Learn how easy it is to sync an existing GitHub or Google Code repo to a SourceForge project! See Demo

Close

#155 unlocking unlocked lock in ripc_drop_locks

v1.9.3
closed-fixed
nobody
IPC (12)
5
2010-03-13
2008-04-17
John Hughes
No

------------[ cut here ]------------
kernel BUG at include/asm/spinlock.h:112!
invalid operand: 0000 [#1]
SMP
Modules linked in: i915 drm button ac battery parport_pc parport floppy pcspkr snd_intel8x0 snd_ac97_codec snd_pcm_oss snd_mixer_oss snd_pcm snd_timer snd soundcore snd_page_alloc i2c_i801 i2c_core ata_piix libata hw_random ehci_hcd uhci_hcd sr_mod sd_mod mptsas mptscsih mptbase scsi_mod tg3 e1000
CPU: 0
EIP: 0060:[<c046290b>] Not tainted VLI
EFLAGS: 00010202 (2.6.11-jh-1)
EIP is at _spin_unlock+0x1b/0x30
eax: 00000001 ebx: c0750140 ecx: c0750101 edx: f7e12e08
esi: f70c2400 edi: c0753360 ebp: f7032f10 esp: f7032f10
ds: 007b es: 007b ss: 0068
Process icssvr_daemon (pid: 197135, threadinfo=f7032000 task=f70cd930)
Stack: f7032f18 c01cecbb f7032f28 c01ce77e f7e12e08 02668001 f7032f44 c0261dd5
02668001 f7e12e08 c0750140 00000001 f7032f5c f7032f6c c0258708 00000003
f7032f5c 02668001 00000000 00000000 02668001 00000002 00000002 f7032fec
Call Trace:
[<c010694f>] show_stack+0x7f/0xa0
[<c0106b04>] show_registers+0x164/0x220
[<c0106e94>] die+0xf4/0x1c0
[<c0107015>] do_trap+0xb5/0xc0
[<c01072cc>] do_invalid_op+0xbc/0xd0
[<c01065a3>] error_code+0x2b/0x30
[<c01cecbb>] ipc_unlock+0xb/0x10
[<c01ce77e>] ipc_drop_locks+0x1e/0x40
[<c0261dd5>] ripc_drop_locks+0x45/0x60
[<c0258708>] svr_ripc_drop_locks+0x58/0xb0
[<c020abb3>] icssvr_daemon+0x2f3/0xab0
[<c01023a5>] kernel_thread_helper+0x5/0x10
Code: 1c 0c 49 c0 eb e6 8d 76 00 8d bc 27 00 00 00 00 55 89 c2 89 e5 81 78 04 ad 4e ad de b1 01 75 15 0f b6 02 84 c0 7f 04 86 0a 5d c3 <0f> 0b 70 00 1c 0c 49 c0 eb f2 0f 0b 6f 00 1c 0c 49 c0 eb e1 90

Related

Bugs: #1

Discussion

  • John Hughes
    John Hughes
    2008-04-17

    Logged In: YES
    user_id=166336
    Originator: YES

    Frankly I can't see how this is supposed to work.

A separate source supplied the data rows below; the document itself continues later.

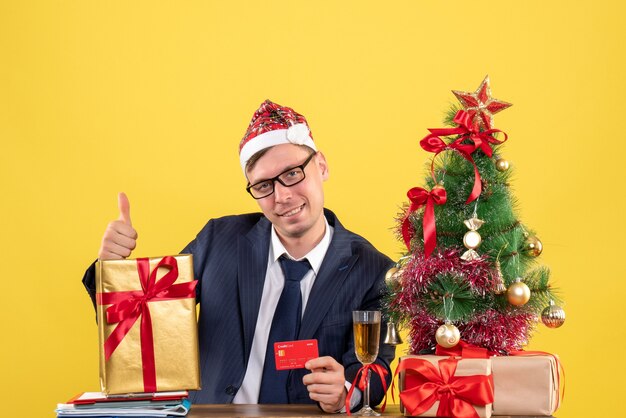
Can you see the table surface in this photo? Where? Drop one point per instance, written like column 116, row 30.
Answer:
column 293, row 410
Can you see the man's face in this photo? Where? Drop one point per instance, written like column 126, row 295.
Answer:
column 296, row 211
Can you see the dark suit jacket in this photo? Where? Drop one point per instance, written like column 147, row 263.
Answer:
column 230, row 261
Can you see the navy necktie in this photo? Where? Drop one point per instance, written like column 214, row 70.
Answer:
column 285, row 327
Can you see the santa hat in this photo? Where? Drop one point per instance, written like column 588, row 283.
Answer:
column 273, row 124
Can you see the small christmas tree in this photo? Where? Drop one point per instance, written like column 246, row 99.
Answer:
column 471, row 268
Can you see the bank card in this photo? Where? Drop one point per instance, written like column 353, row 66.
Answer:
column 293, row 354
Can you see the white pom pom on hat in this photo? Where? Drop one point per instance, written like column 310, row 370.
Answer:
column 273, row 124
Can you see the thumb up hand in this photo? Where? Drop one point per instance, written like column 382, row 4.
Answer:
column 120, row 238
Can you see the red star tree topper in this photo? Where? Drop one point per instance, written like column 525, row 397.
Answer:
column 480, row 105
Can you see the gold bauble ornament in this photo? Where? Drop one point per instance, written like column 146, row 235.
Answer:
column 553, row 316
column 532, row 246
column 502, row 164
column 390, row 276
column 518, row 293
column 447, row 335
column 472, row 240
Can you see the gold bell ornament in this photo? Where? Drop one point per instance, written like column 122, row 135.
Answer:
column 472, row 238
column 500, row 286
column 392, row 337
column 553, row 316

In abort_rmid (cluster/ssi/ipc/ipcshm_svr.c around line 418) we have:

    nl = NSC_NODELIST_COPY(svp->shm_nodelist);
    [...]
    while ((node = NSC_NODELIST_GET_NEXT(&cookie, nl))
    != CLUSTERNODE_INVAL) {
    if (node == this_node)
    continue;
    ret = RIPC_DROP_LOCKS(node, &rval, id);
    }

    Which will call ipc_drop_locks on the remote node, but who has the lock? And why?

     
  • John Hughes
    John Hughes
    2008-04-17

    Logged In: YES
    user_id=166336
    Originator: YES

    Well,turned out to be pretty easy to duplicate. Wrote a silly test program to create, attach and destroy a segment.

    Node 1 node 2

    shmget
    smhmat
    shmget
    shmat
    shmctl (IPC_RMID)

    BUG!

     
  • John Hughes
    John Hughes
    2008-04-18

     
    Attachments
  • John Hughes
    John Hughes
    2008-04-18

    Logged In: YES
    user_id=166336
    Originator: YES

    Well, a simple patch seems to be set the "id" to zero in the call to ipc_drop_locks in ripc_drop_locks. That means we continue to call up(&ids->sem) (which we need) but not ipc_unlock (which crashes us immediately).
    Patch attached,
    File Added: ripc_drop_locks.patch

     
  • Roger Tsang
    Roger Tsang
    2008-04-19

    Logged In: YES
    user_id=1246761
    Originator: NO

    Race at shm_destroy() going to the wrong svrnode. Try this patch.
    File Added: ipc_shm.c.patch

     
  • Roger Tsang
    Roger Tsang
    2008-04-19

     
    Attachments
  • Roger Tsang
    Roger Tsang
    2008-04-19

    Logged In: YES
    user_id=1246761
    Originator: NO

    Updated patch for sys_shmget() client did not register with server.
    File Added: ipc_shm.c.patch

     
  • John Hughes
    John Hughes
    2008-04-22

    test program

     
    Attachments
  • John Hughes
    John Hughes
    2008-04-22

    Logged In: YES
    user_id=166336
    Originator: YES

    I've just tested with current CVS (2008-4-22) which, as far as I can tell includes the ipc_shm.c.patch, IPC_SHM_DESTROY_FIX is defined in linux.h and I get the same crash.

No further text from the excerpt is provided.